Henrietta writhed with impatience. Then, forcing herself to tell
her story, she answered:

"We arranged on Monday that I should spend two days with Aunt
Judith instead of going with him to Birmingham to that horrid
Trade Congress. We parted on the best of terms. He couldn't have
been more affectionate. I will kill myself; I don't care about
anything or anybody. And when I came back on Wednesday he was
gone, and there was this letter." She produced a letter, and wept
more bitterly than before.

"Let me see it."

Henrietta hesitated, but her mother took the letter from her, sat
down near the window, and composed herself to read without the
least regard to her daughter's vehement distress. The letter ran
thus:

"Monday night.

"My Dearest: I am off--surfeited with endearment--to live my own
life and do my own work. I could only have prepared you for this
by coldness or neglect, which are wholly impossible to me when
the spell of your presence is upon me. I find that I must fly if
I am to save myself.

"I am afraid that I cannot give you satisfactory and intelligible
reasons for this step. You are a beautiful and luxurious
creature: life is to you full and complete only when it is a
carnival of love. My case is just the reverse. Before three soft
speeches have escaped me I rebuke myself for folly and
insincerity. Before a caress has had time to cool, a strenuous
revulsion seizes me: I long to return to my old lonely ascetic
hermit life; to my dry books; my Socialist propagandism; my
voyage of discovery through the wilderness of thought. I married
in an insane fit of belief that I had a share of the natural
affection which carries other men through lifetimes of matrimony.
Already I am undeceived. You are to me the loveliest woman in the
world. Well, for five weeks I have walked and tallied and dallied
with the loveliest woman in the world, and the upshot is that I
am flying from her, and am for a hermit's cave until I die. Love
cannot keep possession of me: all my strongest powers rise up
against it and will not endure it. Forgive me for writing
nonsense that you won't understand, and do not think too hardly
of me. I have been as good to you as my selfish nature allowed.
Do not seek to disturb me in the obscurity which I desire and
deserve. My solicitor will call on your father to arrange
business matters, and you shall be as happy as wealth and liberty
can make you. We shall meet again--some day.

"Adieu, my last love,

"Sidney Trefusis."

"Well?" cried Mrs. Trefusis, observing through her tears that her
mother had read the letter and was contemplating it in a daze.
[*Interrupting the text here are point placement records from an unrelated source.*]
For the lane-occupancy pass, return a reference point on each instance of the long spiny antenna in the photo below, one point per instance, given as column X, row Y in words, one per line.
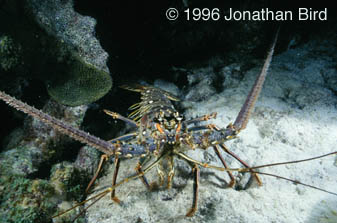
column 57, row 124
column 243, row 116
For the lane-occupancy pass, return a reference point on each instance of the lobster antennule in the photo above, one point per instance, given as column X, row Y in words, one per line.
column 244, row 114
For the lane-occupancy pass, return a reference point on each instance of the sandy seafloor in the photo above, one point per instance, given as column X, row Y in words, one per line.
column 295, row 118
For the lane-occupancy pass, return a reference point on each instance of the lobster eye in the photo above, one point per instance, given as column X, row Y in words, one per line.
column 159, row 128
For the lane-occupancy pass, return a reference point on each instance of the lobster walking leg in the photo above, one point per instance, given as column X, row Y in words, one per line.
column 140, row 171
column 104, row 158
column 114, row 179
column 194, row 207
column 259, row 181
column 217, row 151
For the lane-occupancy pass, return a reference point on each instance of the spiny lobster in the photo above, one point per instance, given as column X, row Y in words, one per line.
column 162, row 133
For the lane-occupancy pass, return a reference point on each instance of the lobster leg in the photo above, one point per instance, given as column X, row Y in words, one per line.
column 115, row 115
column 194, row 207
column 140, row 171
column 200, row 119
column 104, row 158
column 171, row 172
column 259, row 181
column 114, row 179
column 123, row 137
column 216, row 150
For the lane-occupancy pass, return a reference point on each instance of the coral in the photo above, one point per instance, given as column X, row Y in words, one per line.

"Well, certainly!" said Mrs. Jansenius, with emphasis. "Do you
think he is quite sane, Henrietta? Or have you been plaguing him
for too much attention? Men are not willing to give up their
whole existence to their wives, even during the honeymoon."
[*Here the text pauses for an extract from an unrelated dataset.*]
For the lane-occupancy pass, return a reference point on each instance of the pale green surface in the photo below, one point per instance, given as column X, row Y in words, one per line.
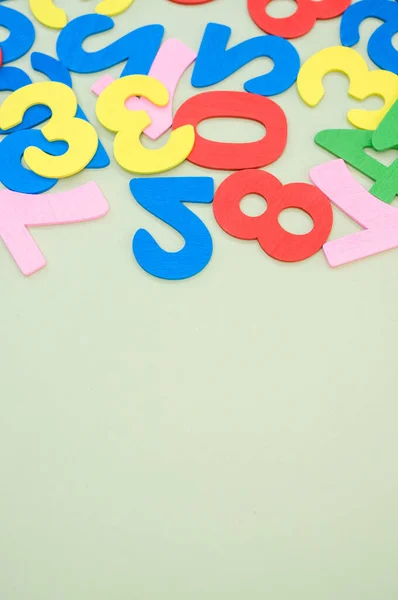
column 231, row 437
"He pretended that he was never happy out of my presence," sobbed
Henrietta. "There never was anything so cruel. I often wanted to
be by myself for a change, but I was afraid to hurt his feelings
by saying so. And now he has no feelings. But he must come back
to me. Mustn't he, mamma?"

"He ought to. I suppose he has not gone away with anyone?"

Henrietta sprang up, her cheeks vivid scarlet. "If I thought that
I would pursue him to the end of the earth, and murder her. But
no; he is not like anybody else. He hates me! Everybody hates me!
You don't care whether I am deserted or not, nor papa, nor anyone
in this house."

Mrs. Jansenius, still indifferent to her daughter's agitation,
considered a moment, and then said placidly:

"You can do nothing until we hear from the solicitor. In the
meantime you may stay with us, if you wish. I did not expect a
visit from you so soon; but your room has not been used since you
went away."

Mrs. Trefusis ceased crying, chilled by this first intimation
that her father's house was no longer her home. A more real sense
of desolation came upon her. Under its cold influence she began
to collect herself, and to feel her pride rising like a barrier
between her and her mother.

"I won't stay long," she said. "If his solicitor will not tell me
where he is, I will hunt through England for him. I am sorry to
trouble you."

"Oh, you will be no greater trouble than you have always been,"
said Mrs. Jansenius calmly, not displeased to see that her
daughter had taken the hint. "You had better go and wash your
face. People may call, and I presume you don't wish to receive
them in that plight. If you meet Arthur on the stairs, please
tell him he may come in."

Henrietta screwed her lips into a curious pout and withdrew.
Arthur then came in and stood at the window in sullen silence,
brooding over his recent expulsion. Suddenly he exclaimed:
"Here's papa, and it's not five o'clock yet!" whereupon his
mother sent him away again.

Mr. Jansenius was a man of imposing presence, not yet in his
fiftieth year, but not far from it. He moved with dignity,
bearing himself as if the contents of his massive brow were
precious. His handsome aquiline nose and keen dark eyes
proclaimed his Jewish origin, of which he was ashamed. Those who
did not know this naturally believed that he was proud of it, and
were at a loss to account for his permitting his children to be
educated as Christians. Well instructed in business, and subject
to no emotion outside the love of family, respectability,
comfort, and money, he had maintained the capital inherited from
his father, and made it breed new capital in the usual way. He
was a banker, and his object as such was to intercept and
appropriate the immense saving which the banking system effects,
and so, as far as possible, to leave the rest of the world
working just as hard as before banking was introduced. But as the
world would not on these terms have banked at all, he had to give
them some of the saving as an inducement. So they profited by the
saving as well as he, and he had the satisfaction of being at
once a wealthy citizen and a public benefactor, rich in comforts
and easy in conscience.

He entered the room quickly, and his wife saw that something had
vexed him.

"Do you know what has happened, Ruth?" he said.

"Yes. She is upstairs."

Mr. Jansenius stared. "Do you mean to say that she has left
already?" he said. "What business has she to come here?"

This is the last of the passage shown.